Ban the sign-on bonus

December 3, 2021

John Bendel


Sign-on bonuses and similar schemes should be banned.

Sure, they make you feel good. So do drugs. But like drugs, sign-on bonuses don’t solve problems. They make problems worse. Clearly, sign-on bonuses encourage job-hopping, the kind of churn that contributes to overall turnover. Sign-on bonuses are great for driver poaching – carriers essentially buying drivers from each other. That’s the last thing this industry needs.

What we do need is increased driver pay across the board – not what amounts to temporary raises that are ultimately taken away. Let’s say you sign on to a carrier and stay long enough to collect a sign-on bonus. Then what? No matter how the bonus is doled out, when you’ve collected all of it, it’s gone.

It feels like a reduction in pay because that’s what it really is. Carriers would claim there’s a difference. Wages and bonuses are not the same thing. True, but only on paper and only to them. You don’t deposit a bonus in a separate bank account or use it to buy only specific items at Walmart.

Whether you collected the bonus in one lump or spaced it out over, say, a year, it’s the pay you earned for a year’s worth of work. At the end of that year, and no matter what the carriers call it, you take a cut in pay. Of course, you’re going to look around at current sign-on bonuses – especially when they’re increasing. Who wouldn’t?

Last summer, Cowan Systems of Baltimore offered up to $20,000 paid out over 18 months. Would $20,000 – more than $1,100 a month – feel good? You bet. Would it hurt when the bonus payout ends? Yup. In fact, the higher the bonus, the greater the pain when it’s over. Just like drugs, bonuses leave you wanting more.

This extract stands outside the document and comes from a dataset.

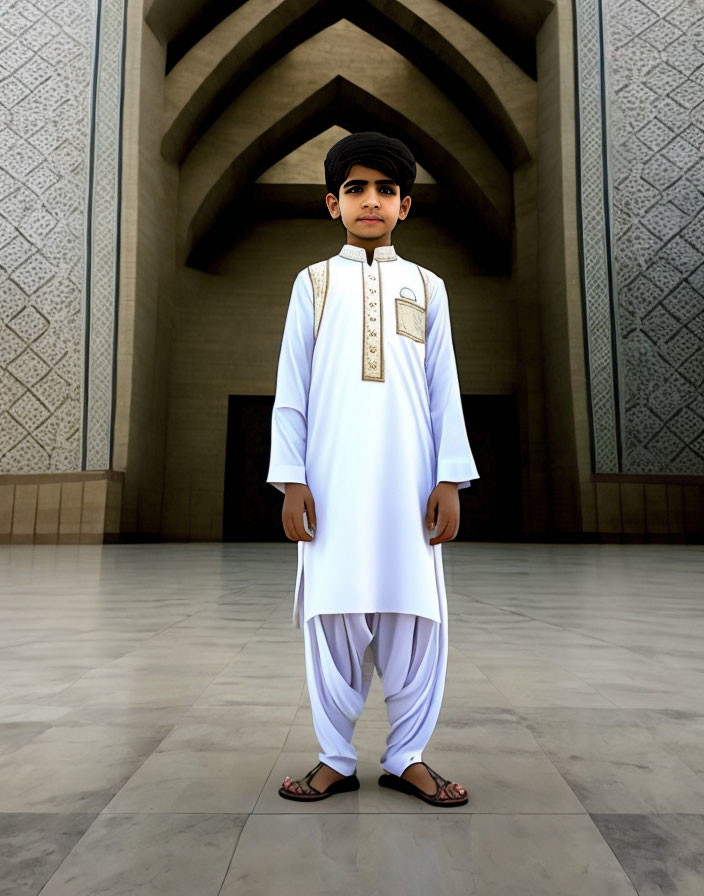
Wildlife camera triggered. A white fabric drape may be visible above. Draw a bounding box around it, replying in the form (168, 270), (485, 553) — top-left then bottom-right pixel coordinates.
(301, 590), (449, 777)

I can already hear the objections. Ban bonuses? Are you crazy?

Maybe. I understand drivers like them and that whatever we can wring from the carriers is worth taking. I also understand neither the FMCSA nor any other agency is going to ban bonuses even if they have the authority to do so.

But that doesn’t change the sad reality. Bonuses are raises that are taken away. It doesn’t matter how you receive them or what the conditions might be. Unless you can sign on, collect your sign-on bonus, then leave with that bonus in your pocket, it’s pay for work you’ve done over a given period of time. When it goes away, you’ve gotten a pay cut.

With more experience, drivers like most workers, should earn more. Bonuses turn that particular piece of commonsense upside down. A bonus means a newbie earns more.

At the start of this, I said bonuses and similar schemes. The similar scheme I had in mind involves Birmingham, Ala.-based Montgomery Transport, North America’s 22nd largest flatbed carrier.

Montgomery is paying some of its drivers an additional 5 cents per loaded mile until Feb. 1. I’m glad Montgomery is rewarding its current drivers, not just the sign-ons. That’s a good thing. But it’s temporary. Like a sign-on bonus it’s a raise that gets taken away.

Curiously, Montgomery is calling it a “driver shortage surcharge.” They gained considerable industry media coverage as a result. While many stories said the entire surcharge would be passed on to drivers, none referred to customers presumably paying the bills. The stories felt oddly incomplete.

When fuel surcharges were first imposed in the 1970s, shippers didn’t like it at all, and they fought it. The so-called driver shortage is an abstract concept, not a physical product with a market price like fuel. If you were a shipper, would you be willing to pay something as fuzzy as a driver shortage surcharge?

So is Montgomery actually billing its customers a 5-cents-mile surcharge? If so, do Montgomery customers know they’re paying for a driver shortage?

I submitted the question last week using the official communications form on their website. Montgomery hasn’t responded.

In order to seriously address turnover and the problems it creates, driver pay needs to increase across the board. The industry as a whole should be paying drivers what they’re really worth – a lot more than they earn now.